Pourquoi cela fonctionne t-il si mal ? Pour des raisons diverses, qui ont trait à des objectifs trop ambitieux ou trop flous, à une absence de plan d’actions laissant libre cours aux habitudes, ou encore à un manque de recherche de soutien social par exemple. En outre, le changement d’année n’est en rien propice à un changement de vie, le plus petit soit-il. Pourquoi le serait-il, d’ailleurs ? La bonne date pour changer, est une date choisie par soi et pour soi, selon son calendrier propre et non un calendrier impersonnel, tout grégorien qu’il soit.

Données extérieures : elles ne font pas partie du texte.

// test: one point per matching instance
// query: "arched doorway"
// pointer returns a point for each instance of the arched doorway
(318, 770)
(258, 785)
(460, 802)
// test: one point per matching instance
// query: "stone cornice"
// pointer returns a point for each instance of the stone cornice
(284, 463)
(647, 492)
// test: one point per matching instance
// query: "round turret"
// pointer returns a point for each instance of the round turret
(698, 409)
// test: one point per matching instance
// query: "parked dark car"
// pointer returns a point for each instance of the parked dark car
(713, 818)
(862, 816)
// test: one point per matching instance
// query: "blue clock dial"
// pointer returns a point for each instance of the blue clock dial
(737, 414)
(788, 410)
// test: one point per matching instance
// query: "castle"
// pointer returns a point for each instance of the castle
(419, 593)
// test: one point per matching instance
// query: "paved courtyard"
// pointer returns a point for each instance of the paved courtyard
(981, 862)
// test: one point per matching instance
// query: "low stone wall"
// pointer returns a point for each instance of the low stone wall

La difficulté réside dans l’application et le maintien à moyen et long termes des décisions prises. Quelques mesures permettent d’augmenter les chances de réussite pour instaurer puis maintenir le changement :
1 - Fixer un objectif réaliste
Un objectif réaliste est un objectif réalisable. Par exemple : si cela fait dix ans que vous n’avez pas fait de sport, il est inutile de vous fixer comme objectif d’en faire tous les jours. Non seulement c’est irréaliste, mais en plus vous courez droit à l’échec, donc à la déception, voire à la dépréciation, et finalement à l’abandon. C’est le cercle vicieux des barres placées trop haut. Passer de rien du tout depuis dix ans à une séance de sport par semaine est en revanche nettement plus réaliste. Et, si l’objectif devient réalisable, la satisfaction sera plus importante et le maintien, voire le passage à deux séances hebdomadaires, se feront sans efforts. C’est le cercle vertueux de la technique des petits pas.
Ne se fixer qu’une seule bonne résolution à la fois participe également au réalisme des changements attendus. Vouloir tout changer en même temps, c’est se mettre une pression drastique et inutile sur les épaules. La première cause d’échec chez les hommes est un objectif trop ambitieux.

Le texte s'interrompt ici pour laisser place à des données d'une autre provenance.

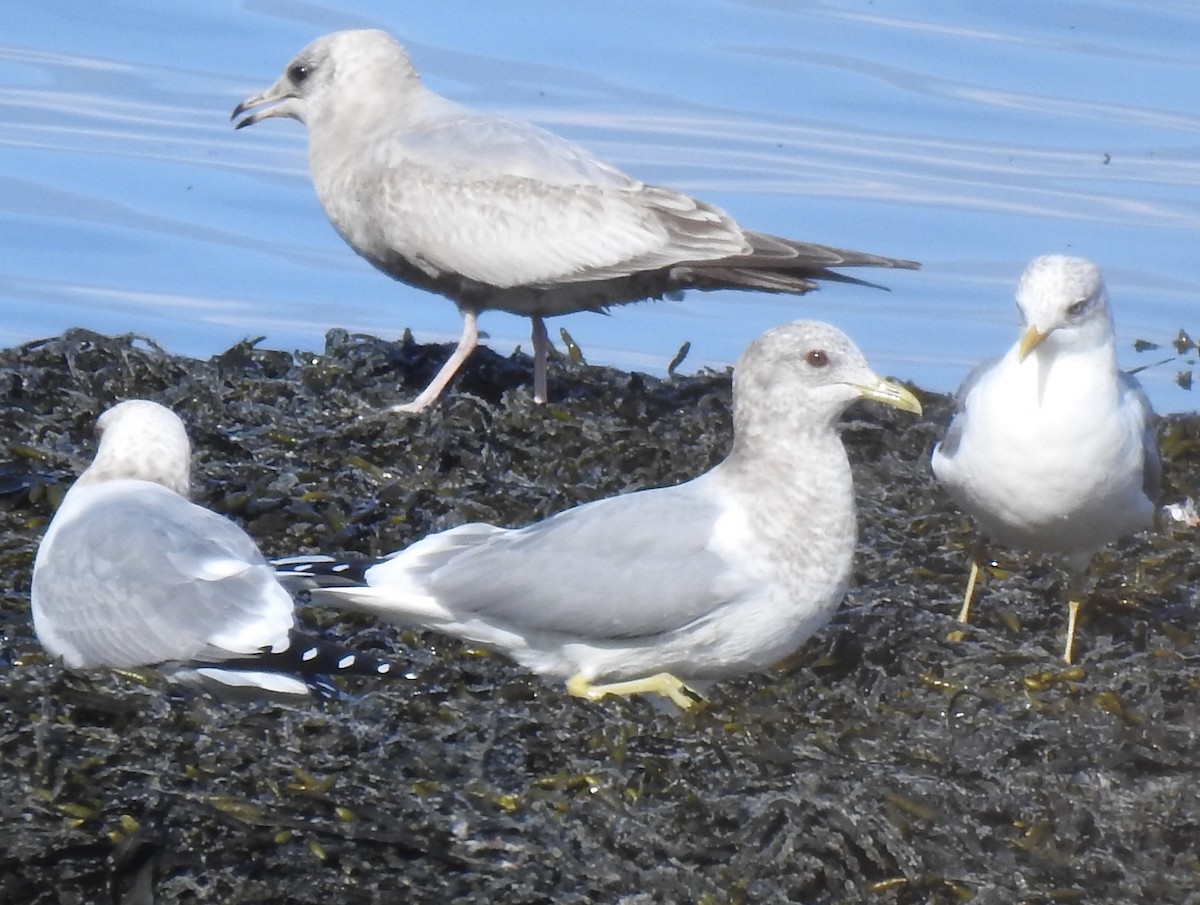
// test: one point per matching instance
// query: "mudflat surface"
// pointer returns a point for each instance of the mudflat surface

2 - Déterminer des modalités de réalisation précises
Si je reste sur mon exemple, vous avez d’autant plus de chance de réellement vous mettre au sport si vous savez quel sport vous allez pratiquer, quel jour, à quelle heure, pendant combien de temps, à partir de quelle date, quel jour vous achetez la tenue necessaire et dans quel magasin, etc. Plus le plan d’action est précis, plus vous avez réfléchi et préparé le changement, plus les chances de succès augmentent.

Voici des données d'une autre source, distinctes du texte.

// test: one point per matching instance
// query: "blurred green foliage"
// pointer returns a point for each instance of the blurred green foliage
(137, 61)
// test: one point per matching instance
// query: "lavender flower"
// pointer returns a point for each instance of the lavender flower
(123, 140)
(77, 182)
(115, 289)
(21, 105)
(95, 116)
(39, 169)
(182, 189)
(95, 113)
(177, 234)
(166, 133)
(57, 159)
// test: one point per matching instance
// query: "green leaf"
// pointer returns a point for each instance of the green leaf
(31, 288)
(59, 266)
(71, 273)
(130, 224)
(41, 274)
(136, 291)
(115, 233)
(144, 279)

3 - Anticiper les processus de mise en échec et parades possibles
Il s’agit de lister ce qui vous a fait échouer la dernière fois et/ou ce qui pourrait vous mettre en échec cette fois-ci ; autrement dit anticiper ce qui pourrait vous détourner de vos objectifs. Si par exemple, vous savez d’emblée que vous avez du mal à ressortir de chez vous le soir pour aller faire du sport parce que le froid et la fatigue vous donnent envie de rester tranquille, etc., vous avez intérêt à trouver a priori des parades à cette tendance. Par exemple : ne pas repasser chez vous et aller directement du travail à la salle de sport, pour éviter d’être tenté de rester chez vous ; faire du sport avec une amie et se donner rendez-vous sur place , pour se sentir davantage obligé d’y aller.
4 - Mettre en place un système de contrôle et de récompense
Un système d’évaluation permet de constater l’engagement pris avec soi-même et éventuellement les progrès. Toujours par rapport à l’exemple pris, noter l’évolution de sa fréquence cardiaque, la durée de sa course ou le poids des charges soulevées, etc., agit comme un renforcement positif.
Rendre compte de ses progrès ou difficultés à un tiers et recueillir ses encouragements et conseils est une attitude qui peut également soutenir la motivation. La première cause d’échec chez les femmes est le manque de recherche de soutien social : elles taisent leurs décisions pour éviter les jugements et se privent du même coup de l’appui de leur entourage.
De façon encore plus pragmatique, se récompenser au premier sens du terme, par un cadeau, à l’atteinte d’une étape ou à l’issue des objectifs visés est une forme d’encouragement et de valorisation de soi.